A rare piece of Hemi magic, one of just five Challenger R/T Hemi convertibles produced in 1970 with 4-speed manual transmissions, will cross the block when Mecum Auctions stages its first Arizona auction March 14-16.
Professionally restored in its factory-correct hue of Plum Crazy, the Challenger has gone just 115 miles since completion, according to the Mecum catalog, and has its correct 426 Hemi V8 and 4-speed.
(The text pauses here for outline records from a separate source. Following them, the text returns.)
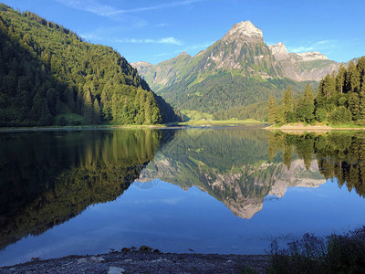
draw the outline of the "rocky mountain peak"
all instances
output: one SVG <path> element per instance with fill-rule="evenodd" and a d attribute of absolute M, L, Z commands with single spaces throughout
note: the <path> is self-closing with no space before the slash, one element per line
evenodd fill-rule
<path fill-rule="evenodd" d="M 271 53 L 276 60 L 284 60 L 289 57 L 287 47 L 285 47 L 282 42 L 277 43 L 276 45 L 269 45 L 268 48 L 270 48 Z"/>
<path fill-rule="evenodd" d="M 242 21 L 235 24 L 223 37 L 223 40 L 233 41 L 239 38 L 244 38 L 247 42 L 264 42 L 262 30 L 256 27 L 250 21 Z"/>
<path fill-rule="evenodd" d="M 328 60 L 328 58 L 324 54 L 321 54 L 318 51 L 310 51 L 310 52 L 303 52 L 297 53 L 297 55 L 303 61 L 314 61 L 314 60 Z"/>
The convertible also is fitted with the factory 4.10 Super Track Pack.
Putting this all together, the rare Challenger has the potential of selling in the high six figures, or possibly for more than $1 million.
Mecum’s inaugural Arizona auction will be launched at State Farm Stadium in Glendale, just west of Phoenix, with an estimated 1,000 collector cars, trucks and motorcycles offered, the docket so far dominated by American muscle, street rods, classics and customs.
Other top-drawer offerings include a 1971 Plymouth Hemi Cuda convertible, also a rare V-code model with 4-speed manual; a 1965 Chevrolet Chevelle Z16 396/375-horsepower hardtop offered at no reserve; the 1959 Bonneville Streamliner Super Shaker, a piece of Salt Flats speed-record history built and raced by Bill Burke; and a CCCA true classic 1932 Duesenberg Model J Torpedo Berline with one-of-a-kind coachwork by Rollston.
The Hemi Challenger, as equipped with the E74 Hemi and A34 Super Track Pak, was bolstered from the factory with a 4.10-geared Dana 60 Sure Grip differential, extreme-duty suspension and cooling components, and power front disc brakes, the catalog says.
“This car also has the complementary R/T longitudinal stripe in black, which in turn matches the top and interior,” the catalog notes. “The other trim items on this car’s exterior include J45 hood pins, bumper guards, sports hood with 426 HEMI callouts, chrome driver’s side exterior mirror and paired chrome exhaust tips that exit through the rear valance. It rides on the new-for-1970 factory 15-inch Rallye wheels and F60-15 Goodyear Polyglas GT tires.”
The Dodge has a history almost as interesting as its specifications, Mecum adds, exported to England by a new owner in 1976, and then becoming part of a private collection in Sweden. The convertible was returned to the United States in the 1990s by famed muscle-car collector Milt Robson.
Many NOS parts were used in its restoration, Mecum says, and the finished car was inspected by Mopar specialist David Wide, who stated, “This is one of the nicest convertible bodies that I have seen with original sheet metal.”